For new developments in the hospital area, see our newsletter http://www.louisianacommercialrealty.com/2012/10/tulane-land-sale-brings-highest-price-in-history/.
Wal-Mart Returns To New Orleans East
A few years ago our company visited the New Orleans East City Councilman at the time, Jon Johnson, to discuss efforts to develop $20 million dollar apartments where there was only vacant land in which nearby residents dumped their garbage. His most memorable statement was that I left my briefcase that might have a wad of money in it. No wonder businesses take such a long time to come to the east. Jon is long gone and there is a new sheriff in town and the east is full of opportunity. Last month Wal-Mart (technically one word with hyphen but can be spelled WalMart) spent $5.7 million on 28 acres at 6000 Bullard Avenue at I-10, at the site of a former fertility clinic. They are still trying to sell their former 22 acre site just down the road but on the wrong side of I-10 at Read Road for $3,500,000.
See their annual report at http://www.walmartstores.com/sites/annual-report/2012/WalMart_AR.pdf.

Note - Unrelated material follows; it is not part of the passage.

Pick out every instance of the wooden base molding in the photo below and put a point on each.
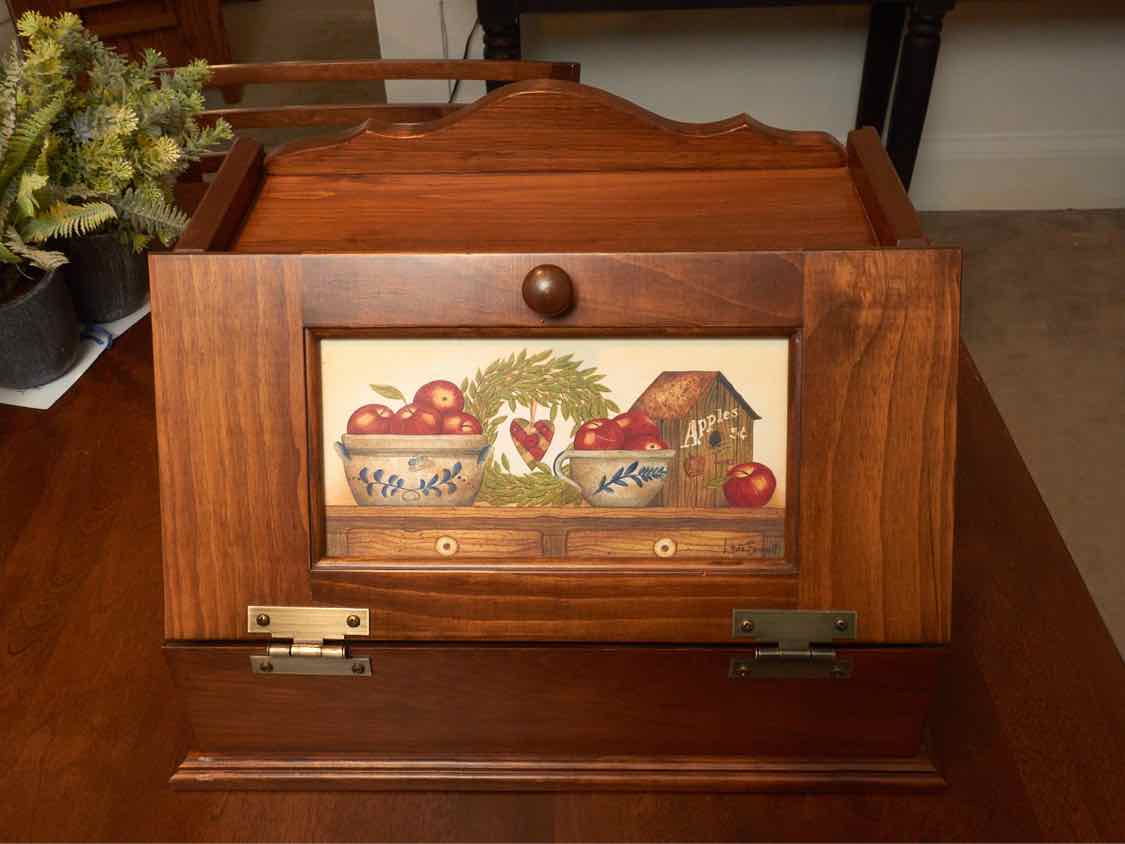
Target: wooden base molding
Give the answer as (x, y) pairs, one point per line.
(369, 773)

Walgreens Disses Tchoupitoulas For Magazine Street
Tired of the $40 PSF rent at Jefferson and Tchoupitoulas, Walgreens paid $3.3 million to the American Legion for 10,400SF with no parking in front. That’s $329 PSF, before renovation costs. How is that feasible? Developers sell the Walgreens leases which are for 20-40 years and based on income and since current 30 year treasuries are quoted at 3.09%, when you price the cash flow of a triple net lease at say $30 PSF for 10,000SF, you have an income stream of $300,000 which calculates to a present value of $5,583,000 at a 3.5% yield. That leaves $1.2 million for renovation, or $115 PSF, with a profit to the developer of $1 million. Too bad the American Legion Pension Fund didn’t figure that out themselves.